Four 5ks, four results

I've run a 5k race each of the past four weeks. Each week, I've had the same goal: Break 18:40. Each week the strategy was slightly tweaked, but the basic plan was pretty much the same -- run a slight positive split and give myself enough cushion to beat the time goal even if something went wrong. But I was only able to do it on the final race. Lets take a detailed look at the numbers and see if we can uncover any patterns.

Here's the basic data for the four races (in the order I ran them):

GAP = Grade-Adjusted Pace
As you can see, my pace improved for each race except the 5Kahne, which was the hilliest race and run on a warm day.

The dramatic difference in time for Balloonfest is primarily due to the fact that my Garmin distance matched the course distance almost exactly, where it was between .04 and .07 of a mile off for the other three races. That may not seem like much, but at a 5:54 pace, .04 miles takes 14 seconds to run!

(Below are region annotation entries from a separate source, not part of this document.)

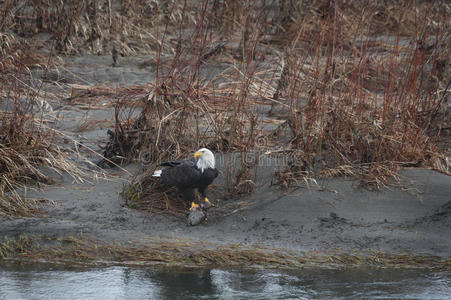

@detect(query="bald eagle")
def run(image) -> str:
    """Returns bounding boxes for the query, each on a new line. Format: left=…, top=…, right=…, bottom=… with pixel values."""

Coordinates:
left=152, top=148, right=218, bottom=211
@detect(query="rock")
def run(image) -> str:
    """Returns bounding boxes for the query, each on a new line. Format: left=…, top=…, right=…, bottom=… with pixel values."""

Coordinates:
left=188, top=209, right=207, bottom=226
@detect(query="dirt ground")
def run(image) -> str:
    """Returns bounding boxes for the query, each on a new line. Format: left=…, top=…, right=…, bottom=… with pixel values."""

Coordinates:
left=0, top=49, right=451, bottom=268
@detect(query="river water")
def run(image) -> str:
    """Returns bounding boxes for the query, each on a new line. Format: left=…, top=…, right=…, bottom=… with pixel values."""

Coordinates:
left=0, top=264, right=451, bottom=300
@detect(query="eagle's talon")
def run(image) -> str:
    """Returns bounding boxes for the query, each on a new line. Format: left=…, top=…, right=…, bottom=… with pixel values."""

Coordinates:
left=200, top=197, right=214, bottom=209
left=189, top=202, right=199, bottom=211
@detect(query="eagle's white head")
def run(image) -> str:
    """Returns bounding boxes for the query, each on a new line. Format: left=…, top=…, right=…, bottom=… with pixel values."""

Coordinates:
left=194, top=148, right=215, bottom=172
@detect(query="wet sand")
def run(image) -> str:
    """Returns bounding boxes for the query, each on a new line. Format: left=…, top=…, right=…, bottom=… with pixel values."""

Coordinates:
left=0, top=52, right=451, bottom=266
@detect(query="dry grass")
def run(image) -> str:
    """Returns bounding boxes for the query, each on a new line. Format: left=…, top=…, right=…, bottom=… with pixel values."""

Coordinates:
left=0, top=0, right=451, bottom=216
left=112, top=1, right=451, bottom=213
left=0, top=235, right=451, bottom=270
left=0, top=28, right=85, bottom=216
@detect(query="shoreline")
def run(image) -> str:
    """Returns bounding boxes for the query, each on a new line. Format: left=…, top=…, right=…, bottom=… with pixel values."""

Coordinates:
left=0, top=169, right=451, bottom=269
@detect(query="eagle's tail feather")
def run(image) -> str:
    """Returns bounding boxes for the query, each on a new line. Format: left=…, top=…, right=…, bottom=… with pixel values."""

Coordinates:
left=152, top=170, right=162, bottom=177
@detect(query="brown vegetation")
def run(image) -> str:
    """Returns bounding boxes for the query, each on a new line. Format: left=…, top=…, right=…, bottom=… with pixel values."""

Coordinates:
left=0, top=0, right=451, bottom=216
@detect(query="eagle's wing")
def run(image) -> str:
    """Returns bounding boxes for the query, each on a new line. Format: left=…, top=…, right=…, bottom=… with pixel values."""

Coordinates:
left=161, top=160, right=202, bottom=189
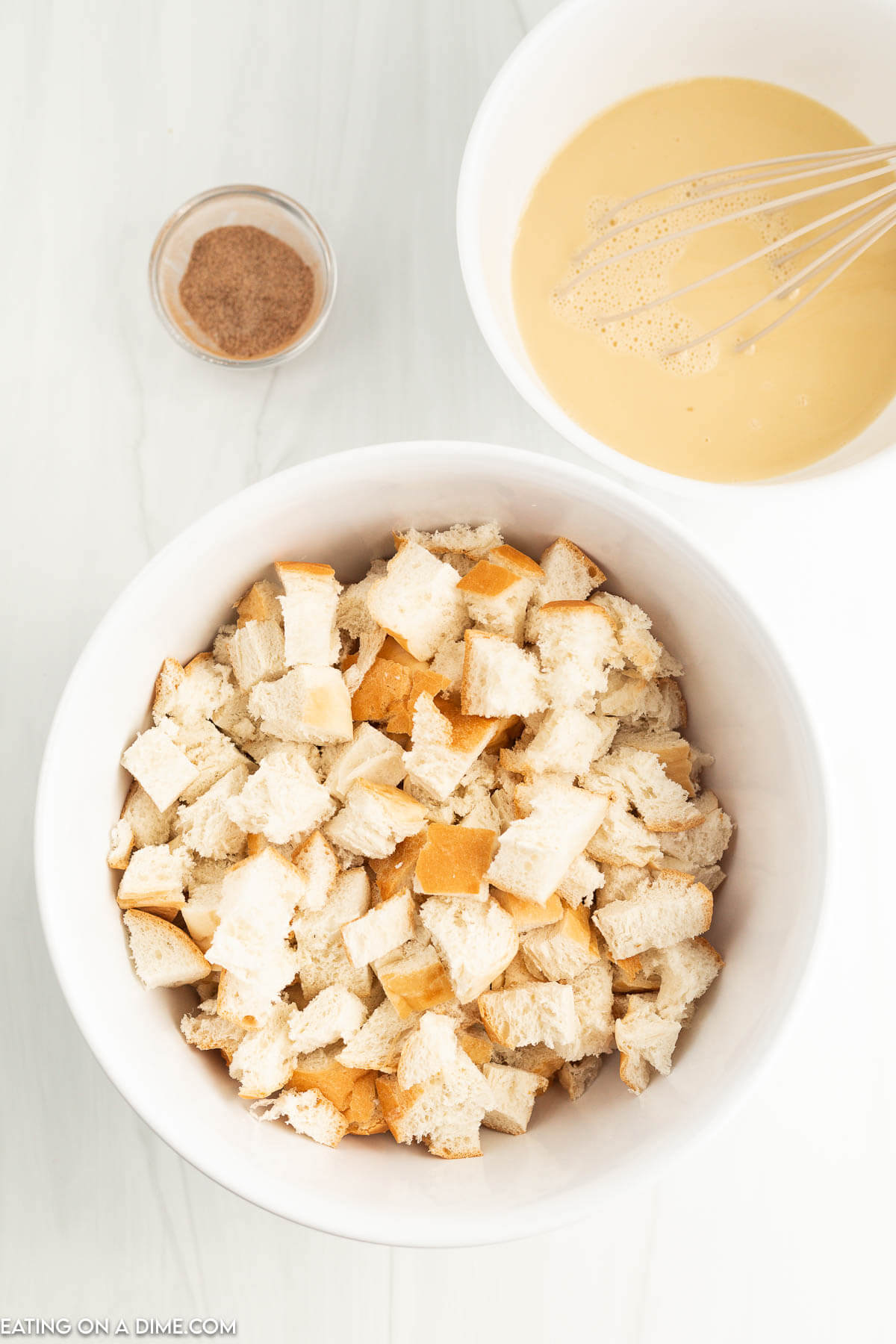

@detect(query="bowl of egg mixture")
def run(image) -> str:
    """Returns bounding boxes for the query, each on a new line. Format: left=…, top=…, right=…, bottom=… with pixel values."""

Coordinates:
left=457, top=0, right=896, bottom=494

That said, even if Balloonfest had come out to 3.17 miles, equal to the longest run of the group, I still would very likely have broken 18:40, assuming I could have maintained the 5:54 pace for the entire distances.

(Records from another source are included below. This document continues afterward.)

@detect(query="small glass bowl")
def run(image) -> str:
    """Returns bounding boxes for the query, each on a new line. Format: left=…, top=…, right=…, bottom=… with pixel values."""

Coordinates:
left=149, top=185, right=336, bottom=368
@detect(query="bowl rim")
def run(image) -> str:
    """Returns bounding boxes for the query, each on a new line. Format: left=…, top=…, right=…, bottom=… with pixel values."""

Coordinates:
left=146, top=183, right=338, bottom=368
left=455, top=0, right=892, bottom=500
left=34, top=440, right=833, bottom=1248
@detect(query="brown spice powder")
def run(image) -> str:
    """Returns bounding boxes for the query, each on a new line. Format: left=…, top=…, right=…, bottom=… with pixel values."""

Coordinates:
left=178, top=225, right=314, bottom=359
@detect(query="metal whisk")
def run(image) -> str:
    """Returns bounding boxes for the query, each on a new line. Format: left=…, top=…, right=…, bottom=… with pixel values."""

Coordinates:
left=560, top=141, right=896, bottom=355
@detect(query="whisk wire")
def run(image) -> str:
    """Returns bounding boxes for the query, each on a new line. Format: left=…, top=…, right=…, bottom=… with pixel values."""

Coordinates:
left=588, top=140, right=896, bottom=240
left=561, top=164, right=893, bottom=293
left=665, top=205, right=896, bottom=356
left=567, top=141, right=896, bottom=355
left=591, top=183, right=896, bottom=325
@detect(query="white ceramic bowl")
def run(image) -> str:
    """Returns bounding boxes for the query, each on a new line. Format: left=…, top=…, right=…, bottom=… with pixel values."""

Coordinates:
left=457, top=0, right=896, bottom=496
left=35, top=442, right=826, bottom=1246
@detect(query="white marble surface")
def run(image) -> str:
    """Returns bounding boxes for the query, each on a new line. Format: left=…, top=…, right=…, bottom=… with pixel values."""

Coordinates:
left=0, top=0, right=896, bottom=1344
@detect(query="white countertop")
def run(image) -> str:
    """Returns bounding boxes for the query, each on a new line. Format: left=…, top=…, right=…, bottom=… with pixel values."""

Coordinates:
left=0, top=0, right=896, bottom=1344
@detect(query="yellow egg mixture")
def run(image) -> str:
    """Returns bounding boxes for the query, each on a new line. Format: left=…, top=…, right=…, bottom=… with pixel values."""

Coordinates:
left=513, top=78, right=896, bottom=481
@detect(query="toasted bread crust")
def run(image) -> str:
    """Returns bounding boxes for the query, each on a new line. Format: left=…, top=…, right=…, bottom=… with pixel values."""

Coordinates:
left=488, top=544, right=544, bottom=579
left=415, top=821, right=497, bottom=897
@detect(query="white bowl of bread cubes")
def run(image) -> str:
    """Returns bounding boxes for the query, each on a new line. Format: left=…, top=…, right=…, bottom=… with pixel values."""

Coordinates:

So did my overall fitness improve over those four weeks, or did I just have a better strategy? Let's take a look at my splits for each of the races:

Garmin splits for each race
I had the planned positive mile splits for the first three races, but at Balloonfest I negative split. I started Balloonfest slower than any of the races and finished faster. My Mile 2 split was nearly identical for each race, but Mile 3 was much faster at Balloonfest. But a slower start isn't necessarily best -- My second slowest start was at the 5Kahne, which was my third best race.

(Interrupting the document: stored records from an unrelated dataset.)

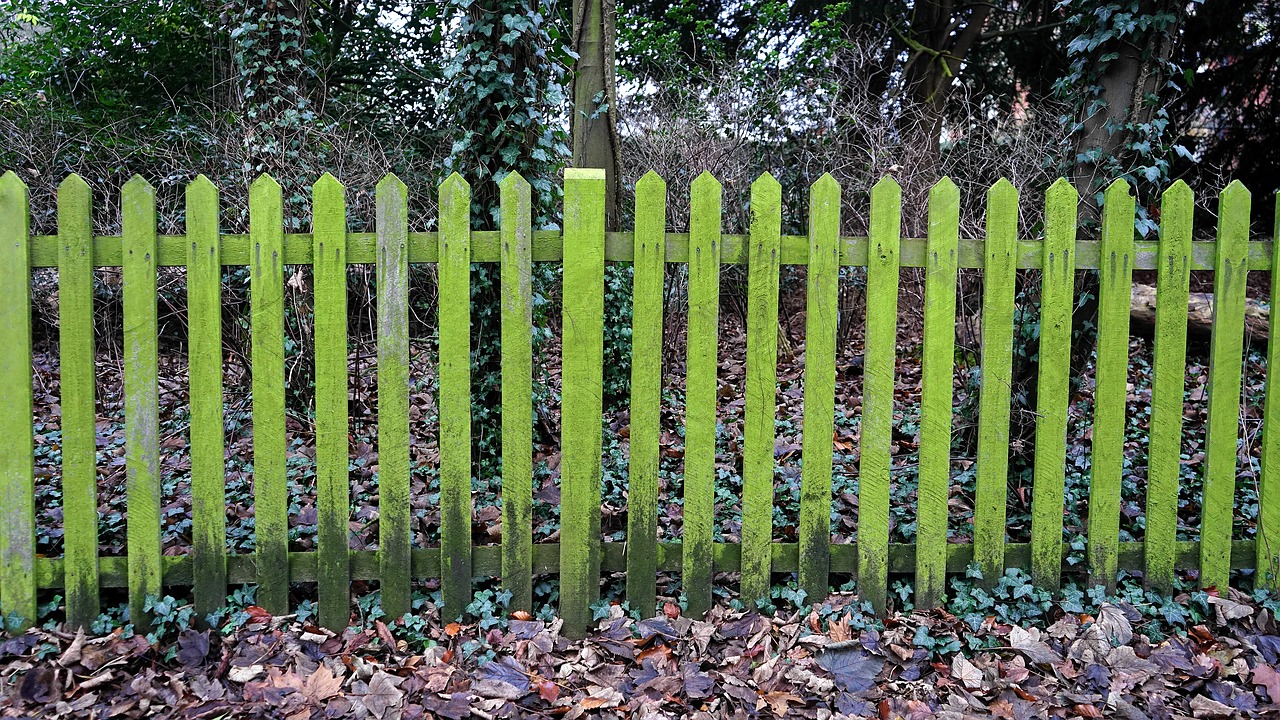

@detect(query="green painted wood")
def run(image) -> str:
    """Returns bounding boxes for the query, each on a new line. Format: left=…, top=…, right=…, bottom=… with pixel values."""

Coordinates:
left=559, top=168, right=604, bottom=638
left=120, top=176, right=164, bottom=626
left=1032, top=178, right=1080, bottom=591
left=1256, top=195, right=1280, bottom=589
left=798, top=174, right=840, bottom=603
left=248, top=174, right=289, bottom=615
left=376, top=174, right=413, bottom=618
left=742, top=173, right=782, bottom=599
left=973, top=178, right=1018, bottom=587
left=0, top=170, right=37, bottom=625
left=1088, top=179, right=1135, bottom=592
left=627, top=170, right=667, bottom=609
left=682, top=172, right=721, bottom=618
left=499, top=173, right=534, bottom=611
left=439, top=173, right=471, bottom=619
left=858, top=177, right=902, bottom=614
left=915, top=177, right=960, bottom=609
left=1199, top=181, right=1251, bottom=591
left=311, top=173, right=351, bottom=632
left=187, top=176, right=227, bottom=618
left=1143, top=181, right=1196, bottom=593
left=58, top=176, right=99, bottom=628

Grade-adjusted splits might be a better way to view this data. Strava gives a grade-adjusted pace for each mile, and we can graph those as well.

Strava's grade-adjusted splits for each race
Now the races are starting to look more similar. When adjusted for grade, I actually positive-split the first three miles of each race, then picked it up at the end of all except Balloonfest. Once again Mile 2 was similar for each race, but I started USA Masters quite a bit slower. Interestingly, my Mile 3 was fastest at Balloonfest, even adjusting for the fact that it was mostly downhill.

The reason Balloonfest has an off-the-chart-slow final 0.1 mile is because it was a fairly steep downhill, but the slope was rough, so I did not want to risk going all out. Even so, on an absolute scale, it was the fastest finish of any of the races. 

All this suggests to me that my fitness actually improved over the course of the races. My worst grade-adjusted Mile 3 was in the first race. Yes, I was slower in Mile 3 in week 3 than week 2, but that's probably due more to the relatively warm, humid weather that day and a conscious (if misguided) decision to slow down than a decline in fitness. The combination of an overly-ambitious start at Lungstrong and my poorest fitness of the bunch led to my poor showing there.